Amos and Naomi both groaned as they started to wake. The documentary crew was motionless. They might even be dead. Holden couldn’t tell without unstrapping, and his body wouldn’t allow that yet. Miller leaned close to the screen, squinting at it like he was searching for something. Holden pulled up the sensor data. A host of information flooded in. Numerous objects, clustered within a million kilometers, close as seeds in a pod. And past them, nothing. Not even starlight.
“What are they?” Holden asked. “What’s out there?”
Miller glanced down at the display. His face was expressionless.
“Nothing,” the dead man said.
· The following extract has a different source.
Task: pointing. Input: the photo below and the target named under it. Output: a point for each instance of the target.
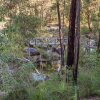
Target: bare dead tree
(76, 42)
(71, 34)
(60, 34)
And then, “It scares the shit out of me.”
Chapter Seventeen: Bull
“T
he hell are we?” Serge said, floating gently by the security desk. “Security or f**king babysitters?”
“We’re whatever gets the job done,” Bull said, but he couldn’t put much force behind the words.
It was thirty hours since the Behemoth had gone dark, and he had slept for six of them. Serge, Casimir, Jojo, and Corin had been trading off duty at the desk, coordinating the recovery. The rest of the security staff had been in ad hoc teams, putting down two little panic riots, coordinating the physical resources to free a dozen people trapped in storage bays where the air recycler hadn’t booted back up, arresting a couple of mech jockeys who’d taken the chaos as opportunity to settle a personal score.
The lights were on all across the ship now. The damage control systems, woken from their coma, were working double time to catch up. The crews were exhausted and frightened and on edge, and James f**king Holden had escaped through the Ring into whatever was on the other side. The security office smelled like old sweat and the bean curd masala that Casimir had brought in yesterday. For the first day, there had been an unconscious effort to keep a consistent physical orientation—feet toward the floor, head toward the ceiling. Now they all floated in whatever direction they happened to fall into. It seemed almost natural to the Belters. Bull still suffered the occasional bout of vertigo.
“Amen alles amen,” Serge said with a laugh. “Lube for the machine, us.”
“Least fun I’ve ever had with lube,” Corin said. Bull noted that when Corin got tired, she got raunchy. In his experience, everyone dealt with pushing too hard differently. Some got angry and irritable, some got sad. At a guess, it was all loss of inhibition. Wear down the façade with too much work or fear or both, and whoever was waiting underneath came out.